Texas Workforce Commission has plenty of teeth. While we don't have a mini-WARN act like California, if you abuse employees the TWC will "Make You Pay" (I've seen it a lot).
Federal labor laws still exist In Texas (So WARN act notices are still required for someone as large as HPE doing layoffs), and notice has to be filed. Most large companies don't randomly fire people (without extreme cause, like you somehow end up inventing racially charged sexual harassment or something), and instead dump you with a package at the yearly RIF (Which again requires a WARN notice under federal law).
I'll counter this with:
1. Do you want to work somewhere that wants to fire you but is being restrained by state law. That sounds like a terrrrrible place to work.
2. Do you think California companies don't do layoffs? I've seen plenty of people get caught in a RIF.
3. Your Plan B on losing your job should be strong networking, and a short list of future employers always updated, not "NANANANA, YOU CAN"T FIRE ME I HAVE A LAW!".
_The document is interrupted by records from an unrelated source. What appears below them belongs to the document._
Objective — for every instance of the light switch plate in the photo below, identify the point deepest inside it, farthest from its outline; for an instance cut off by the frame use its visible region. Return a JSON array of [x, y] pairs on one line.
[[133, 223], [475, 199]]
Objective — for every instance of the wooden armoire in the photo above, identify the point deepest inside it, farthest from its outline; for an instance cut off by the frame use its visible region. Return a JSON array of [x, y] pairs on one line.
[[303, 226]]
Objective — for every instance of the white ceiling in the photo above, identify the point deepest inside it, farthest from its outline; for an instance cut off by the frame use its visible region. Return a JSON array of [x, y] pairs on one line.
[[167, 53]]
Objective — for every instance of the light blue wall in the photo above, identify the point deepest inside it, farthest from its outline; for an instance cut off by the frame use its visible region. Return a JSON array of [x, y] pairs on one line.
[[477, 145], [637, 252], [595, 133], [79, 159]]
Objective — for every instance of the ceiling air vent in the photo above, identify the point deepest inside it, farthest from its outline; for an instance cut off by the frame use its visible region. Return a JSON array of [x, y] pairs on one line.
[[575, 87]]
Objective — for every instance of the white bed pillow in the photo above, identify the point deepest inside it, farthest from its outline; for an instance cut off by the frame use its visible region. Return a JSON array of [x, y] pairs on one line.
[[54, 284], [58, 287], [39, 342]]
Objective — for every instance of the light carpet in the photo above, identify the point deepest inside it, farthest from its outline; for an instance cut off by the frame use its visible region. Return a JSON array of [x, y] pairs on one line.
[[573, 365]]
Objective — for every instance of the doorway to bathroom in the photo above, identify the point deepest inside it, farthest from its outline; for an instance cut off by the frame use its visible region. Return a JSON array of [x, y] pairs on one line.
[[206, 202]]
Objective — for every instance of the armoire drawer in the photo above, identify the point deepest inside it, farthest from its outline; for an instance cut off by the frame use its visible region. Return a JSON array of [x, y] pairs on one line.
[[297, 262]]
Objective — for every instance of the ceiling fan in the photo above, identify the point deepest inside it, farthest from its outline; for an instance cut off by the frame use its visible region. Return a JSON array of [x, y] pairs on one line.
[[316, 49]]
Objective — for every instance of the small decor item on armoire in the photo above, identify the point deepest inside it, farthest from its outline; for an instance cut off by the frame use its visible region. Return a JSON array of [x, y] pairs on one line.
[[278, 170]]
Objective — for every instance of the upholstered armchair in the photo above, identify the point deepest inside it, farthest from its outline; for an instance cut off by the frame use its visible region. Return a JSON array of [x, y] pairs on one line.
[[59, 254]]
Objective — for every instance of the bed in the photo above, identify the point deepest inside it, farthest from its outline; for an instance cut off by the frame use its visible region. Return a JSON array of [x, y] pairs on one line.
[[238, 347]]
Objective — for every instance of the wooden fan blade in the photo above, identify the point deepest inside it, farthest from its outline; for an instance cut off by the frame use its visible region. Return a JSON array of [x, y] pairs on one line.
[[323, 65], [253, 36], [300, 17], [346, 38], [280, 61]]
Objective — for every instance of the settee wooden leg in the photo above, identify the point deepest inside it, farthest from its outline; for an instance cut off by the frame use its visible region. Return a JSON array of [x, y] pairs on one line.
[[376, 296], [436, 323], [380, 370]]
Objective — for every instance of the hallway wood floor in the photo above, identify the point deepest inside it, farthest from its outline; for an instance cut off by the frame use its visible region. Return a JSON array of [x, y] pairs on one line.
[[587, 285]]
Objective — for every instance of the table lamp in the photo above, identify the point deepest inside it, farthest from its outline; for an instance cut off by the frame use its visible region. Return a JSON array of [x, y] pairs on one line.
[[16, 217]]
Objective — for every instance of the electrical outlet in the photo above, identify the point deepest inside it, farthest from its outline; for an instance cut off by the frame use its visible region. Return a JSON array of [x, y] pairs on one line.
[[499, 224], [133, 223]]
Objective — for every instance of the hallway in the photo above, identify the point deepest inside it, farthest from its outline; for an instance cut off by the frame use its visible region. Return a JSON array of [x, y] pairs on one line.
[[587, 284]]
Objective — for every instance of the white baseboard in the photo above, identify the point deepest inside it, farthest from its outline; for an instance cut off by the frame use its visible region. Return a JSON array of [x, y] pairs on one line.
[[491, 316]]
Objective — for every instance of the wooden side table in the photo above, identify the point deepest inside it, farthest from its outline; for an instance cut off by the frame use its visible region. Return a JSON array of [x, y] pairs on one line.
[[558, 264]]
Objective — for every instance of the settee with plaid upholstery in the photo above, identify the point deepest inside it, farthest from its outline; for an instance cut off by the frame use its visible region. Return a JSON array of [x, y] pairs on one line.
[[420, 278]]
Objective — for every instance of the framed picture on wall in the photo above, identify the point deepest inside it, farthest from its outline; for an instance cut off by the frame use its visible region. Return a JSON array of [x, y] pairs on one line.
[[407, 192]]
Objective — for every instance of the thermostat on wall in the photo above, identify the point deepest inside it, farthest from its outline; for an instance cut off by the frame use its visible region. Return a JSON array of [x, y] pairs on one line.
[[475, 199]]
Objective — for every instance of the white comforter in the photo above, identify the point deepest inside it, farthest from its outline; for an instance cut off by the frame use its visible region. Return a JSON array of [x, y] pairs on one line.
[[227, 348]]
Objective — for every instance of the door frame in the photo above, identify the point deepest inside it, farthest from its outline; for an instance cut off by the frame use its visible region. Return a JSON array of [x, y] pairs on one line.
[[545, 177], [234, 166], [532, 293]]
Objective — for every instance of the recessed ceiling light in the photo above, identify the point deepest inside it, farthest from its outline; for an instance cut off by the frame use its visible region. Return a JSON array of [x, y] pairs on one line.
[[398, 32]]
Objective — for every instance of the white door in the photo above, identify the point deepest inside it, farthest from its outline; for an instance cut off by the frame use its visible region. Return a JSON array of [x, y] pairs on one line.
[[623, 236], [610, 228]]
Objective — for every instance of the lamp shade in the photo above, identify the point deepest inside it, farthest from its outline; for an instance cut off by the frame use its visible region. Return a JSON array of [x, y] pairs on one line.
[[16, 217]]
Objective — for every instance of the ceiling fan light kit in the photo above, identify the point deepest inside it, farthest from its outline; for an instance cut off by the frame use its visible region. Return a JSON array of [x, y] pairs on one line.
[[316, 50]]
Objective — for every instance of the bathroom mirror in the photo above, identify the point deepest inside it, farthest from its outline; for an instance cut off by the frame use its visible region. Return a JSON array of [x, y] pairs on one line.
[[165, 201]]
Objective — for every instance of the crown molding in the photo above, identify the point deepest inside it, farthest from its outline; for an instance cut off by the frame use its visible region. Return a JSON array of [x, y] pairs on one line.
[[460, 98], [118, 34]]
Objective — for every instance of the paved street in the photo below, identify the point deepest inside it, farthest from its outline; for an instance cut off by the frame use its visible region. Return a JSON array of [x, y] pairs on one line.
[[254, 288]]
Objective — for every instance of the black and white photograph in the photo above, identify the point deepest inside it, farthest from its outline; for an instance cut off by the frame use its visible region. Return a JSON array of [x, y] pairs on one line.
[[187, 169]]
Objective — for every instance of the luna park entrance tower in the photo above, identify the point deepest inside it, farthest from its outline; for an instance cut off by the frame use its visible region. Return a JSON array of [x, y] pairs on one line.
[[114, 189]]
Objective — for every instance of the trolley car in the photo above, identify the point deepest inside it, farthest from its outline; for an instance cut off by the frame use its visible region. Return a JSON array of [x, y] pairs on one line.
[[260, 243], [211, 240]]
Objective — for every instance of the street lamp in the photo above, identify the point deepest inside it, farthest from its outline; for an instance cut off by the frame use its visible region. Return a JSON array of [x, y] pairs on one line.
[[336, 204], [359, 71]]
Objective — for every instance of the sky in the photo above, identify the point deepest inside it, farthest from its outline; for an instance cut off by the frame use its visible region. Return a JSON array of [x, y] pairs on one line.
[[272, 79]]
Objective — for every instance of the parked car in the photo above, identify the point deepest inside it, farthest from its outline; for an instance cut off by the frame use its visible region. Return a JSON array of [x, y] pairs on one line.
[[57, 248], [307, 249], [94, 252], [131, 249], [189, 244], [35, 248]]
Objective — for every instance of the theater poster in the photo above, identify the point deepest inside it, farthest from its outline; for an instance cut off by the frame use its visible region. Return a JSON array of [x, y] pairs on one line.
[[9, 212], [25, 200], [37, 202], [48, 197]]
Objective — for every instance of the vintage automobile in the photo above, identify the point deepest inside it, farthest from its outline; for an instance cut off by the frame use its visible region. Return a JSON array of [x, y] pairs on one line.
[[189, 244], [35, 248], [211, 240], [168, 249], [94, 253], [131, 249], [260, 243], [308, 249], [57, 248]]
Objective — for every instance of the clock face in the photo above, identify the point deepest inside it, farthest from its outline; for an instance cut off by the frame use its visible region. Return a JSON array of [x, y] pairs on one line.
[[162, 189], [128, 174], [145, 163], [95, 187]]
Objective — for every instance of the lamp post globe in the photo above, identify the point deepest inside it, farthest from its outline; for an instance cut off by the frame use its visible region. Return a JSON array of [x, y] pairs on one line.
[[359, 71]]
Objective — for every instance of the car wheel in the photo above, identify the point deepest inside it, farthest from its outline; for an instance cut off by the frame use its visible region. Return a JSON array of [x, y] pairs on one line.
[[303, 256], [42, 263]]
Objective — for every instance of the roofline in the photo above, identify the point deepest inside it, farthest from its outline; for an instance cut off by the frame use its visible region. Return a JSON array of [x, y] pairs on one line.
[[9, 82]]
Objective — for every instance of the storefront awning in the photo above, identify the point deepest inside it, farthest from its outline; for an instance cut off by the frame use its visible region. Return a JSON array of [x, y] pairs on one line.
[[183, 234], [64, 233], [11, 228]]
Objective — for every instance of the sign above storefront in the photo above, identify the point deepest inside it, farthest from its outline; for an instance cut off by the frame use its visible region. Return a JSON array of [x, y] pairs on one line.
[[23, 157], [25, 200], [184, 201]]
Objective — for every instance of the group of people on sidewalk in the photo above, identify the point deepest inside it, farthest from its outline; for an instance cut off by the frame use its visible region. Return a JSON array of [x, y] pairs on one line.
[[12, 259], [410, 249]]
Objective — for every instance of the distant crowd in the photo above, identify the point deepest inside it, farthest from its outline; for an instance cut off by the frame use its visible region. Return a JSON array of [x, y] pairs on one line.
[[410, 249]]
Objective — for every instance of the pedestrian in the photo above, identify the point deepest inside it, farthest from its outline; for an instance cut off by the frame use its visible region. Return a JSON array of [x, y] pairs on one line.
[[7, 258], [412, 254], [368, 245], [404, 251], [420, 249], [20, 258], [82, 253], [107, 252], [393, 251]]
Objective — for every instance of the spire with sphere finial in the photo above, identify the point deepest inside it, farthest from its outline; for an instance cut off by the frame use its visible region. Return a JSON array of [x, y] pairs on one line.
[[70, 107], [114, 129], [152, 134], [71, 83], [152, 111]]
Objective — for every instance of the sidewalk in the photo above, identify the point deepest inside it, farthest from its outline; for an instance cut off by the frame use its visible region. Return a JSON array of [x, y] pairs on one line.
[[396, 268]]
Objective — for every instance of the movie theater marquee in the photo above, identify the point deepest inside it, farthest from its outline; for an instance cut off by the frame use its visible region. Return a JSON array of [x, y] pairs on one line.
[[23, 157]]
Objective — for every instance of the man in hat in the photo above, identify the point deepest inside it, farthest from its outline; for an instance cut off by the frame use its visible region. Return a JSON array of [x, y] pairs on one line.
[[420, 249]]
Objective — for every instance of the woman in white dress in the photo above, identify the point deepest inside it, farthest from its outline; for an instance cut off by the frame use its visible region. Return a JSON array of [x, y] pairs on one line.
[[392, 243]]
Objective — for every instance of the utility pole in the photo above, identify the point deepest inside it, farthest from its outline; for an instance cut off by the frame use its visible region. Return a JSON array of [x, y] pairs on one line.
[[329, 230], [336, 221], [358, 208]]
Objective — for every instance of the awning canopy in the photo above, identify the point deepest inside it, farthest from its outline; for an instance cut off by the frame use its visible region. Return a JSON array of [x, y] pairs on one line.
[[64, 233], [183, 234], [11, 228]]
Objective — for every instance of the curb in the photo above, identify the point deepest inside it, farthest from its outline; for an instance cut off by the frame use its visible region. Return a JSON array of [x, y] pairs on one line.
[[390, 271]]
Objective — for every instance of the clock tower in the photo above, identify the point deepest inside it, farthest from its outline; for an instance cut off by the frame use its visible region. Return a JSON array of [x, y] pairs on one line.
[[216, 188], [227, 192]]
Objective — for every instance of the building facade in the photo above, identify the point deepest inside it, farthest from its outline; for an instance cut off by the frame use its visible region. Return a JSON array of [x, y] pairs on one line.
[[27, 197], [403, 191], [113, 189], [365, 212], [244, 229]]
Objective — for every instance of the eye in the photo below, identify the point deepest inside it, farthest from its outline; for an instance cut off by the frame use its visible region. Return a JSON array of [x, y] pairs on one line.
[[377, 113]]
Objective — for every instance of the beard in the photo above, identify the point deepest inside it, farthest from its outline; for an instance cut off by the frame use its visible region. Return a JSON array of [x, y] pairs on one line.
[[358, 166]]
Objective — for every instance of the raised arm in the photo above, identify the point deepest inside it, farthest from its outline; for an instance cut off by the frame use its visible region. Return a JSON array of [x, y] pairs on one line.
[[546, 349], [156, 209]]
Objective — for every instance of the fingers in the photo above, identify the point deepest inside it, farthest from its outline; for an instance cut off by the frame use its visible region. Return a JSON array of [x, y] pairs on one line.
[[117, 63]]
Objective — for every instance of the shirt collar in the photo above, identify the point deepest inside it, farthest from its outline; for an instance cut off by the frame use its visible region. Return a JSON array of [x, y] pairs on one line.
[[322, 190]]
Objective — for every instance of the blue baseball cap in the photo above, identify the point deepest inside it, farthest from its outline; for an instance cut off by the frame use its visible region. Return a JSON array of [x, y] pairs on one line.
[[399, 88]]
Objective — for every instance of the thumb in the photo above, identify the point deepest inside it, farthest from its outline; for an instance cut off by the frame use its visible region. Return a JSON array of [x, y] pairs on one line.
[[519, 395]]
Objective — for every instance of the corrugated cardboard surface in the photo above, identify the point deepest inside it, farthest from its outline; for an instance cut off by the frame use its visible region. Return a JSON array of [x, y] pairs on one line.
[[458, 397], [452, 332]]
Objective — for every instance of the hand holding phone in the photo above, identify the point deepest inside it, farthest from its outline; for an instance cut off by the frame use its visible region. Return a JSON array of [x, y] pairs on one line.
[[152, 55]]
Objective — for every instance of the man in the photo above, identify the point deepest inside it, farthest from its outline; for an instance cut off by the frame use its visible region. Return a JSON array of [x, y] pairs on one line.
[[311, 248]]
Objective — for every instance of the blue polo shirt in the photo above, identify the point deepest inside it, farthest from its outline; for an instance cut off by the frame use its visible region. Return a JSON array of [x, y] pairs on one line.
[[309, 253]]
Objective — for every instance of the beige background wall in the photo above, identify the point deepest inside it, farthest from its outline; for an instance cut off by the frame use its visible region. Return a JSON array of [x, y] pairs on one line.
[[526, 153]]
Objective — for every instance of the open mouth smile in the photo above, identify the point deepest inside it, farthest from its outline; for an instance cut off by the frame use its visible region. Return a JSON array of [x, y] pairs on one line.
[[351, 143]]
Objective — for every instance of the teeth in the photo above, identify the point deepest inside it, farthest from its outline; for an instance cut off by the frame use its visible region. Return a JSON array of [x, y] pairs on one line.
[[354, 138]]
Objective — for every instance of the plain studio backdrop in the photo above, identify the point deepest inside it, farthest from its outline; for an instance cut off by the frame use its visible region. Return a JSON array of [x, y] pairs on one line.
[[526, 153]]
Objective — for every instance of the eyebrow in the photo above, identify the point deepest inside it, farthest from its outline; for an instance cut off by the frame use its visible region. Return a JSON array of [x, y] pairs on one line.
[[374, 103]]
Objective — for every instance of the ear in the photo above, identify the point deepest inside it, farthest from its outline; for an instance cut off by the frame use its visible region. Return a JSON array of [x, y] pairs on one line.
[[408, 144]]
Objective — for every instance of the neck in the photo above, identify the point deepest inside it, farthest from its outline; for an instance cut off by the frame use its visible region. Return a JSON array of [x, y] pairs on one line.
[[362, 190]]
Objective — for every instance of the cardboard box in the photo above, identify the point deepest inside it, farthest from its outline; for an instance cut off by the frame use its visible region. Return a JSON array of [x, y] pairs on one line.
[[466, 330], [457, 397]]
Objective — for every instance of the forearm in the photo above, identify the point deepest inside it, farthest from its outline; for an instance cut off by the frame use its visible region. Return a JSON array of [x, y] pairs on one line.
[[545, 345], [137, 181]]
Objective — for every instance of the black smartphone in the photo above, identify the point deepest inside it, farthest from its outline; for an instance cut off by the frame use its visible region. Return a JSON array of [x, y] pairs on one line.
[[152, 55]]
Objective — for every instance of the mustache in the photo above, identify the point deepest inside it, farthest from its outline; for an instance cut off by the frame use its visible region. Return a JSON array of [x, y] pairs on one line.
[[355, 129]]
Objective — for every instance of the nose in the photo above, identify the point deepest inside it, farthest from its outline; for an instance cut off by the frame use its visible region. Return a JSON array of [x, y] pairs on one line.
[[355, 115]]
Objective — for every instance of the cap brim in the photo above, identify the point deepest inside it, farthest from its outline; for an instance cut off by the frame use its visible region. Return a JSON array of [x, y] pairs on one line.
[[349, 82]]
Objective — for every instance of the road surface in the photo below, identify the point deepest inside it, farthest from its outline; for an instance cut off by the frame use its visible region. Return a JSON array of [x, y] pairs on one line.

Horrible place to be... ha. Texas now leads Cal. in all the notorious categories, like Covid cases, deaths, stupidity. Even though Cal. got hit badly looonng before Texas.
After he created the conditions under which 30 deaths per day became 300+ deaths per day, the governor actually relented and permitted local officials to establish local restrictions. Again. After he had earlier outlawed sanity in favor of "personal responsibility".
I don't recognize this country anymore. I do recognize Texas, though. They treat cows very nicely.
My surprise and I think that of many, HPE's headquarters in a year leaves Palo Alto, San Jose and goes to Houston, but what few know is that three years ago the company sold the vast, spectacular and well-located headquarters of EDS (owned by HP) in Houston. Let them explain it to me !!!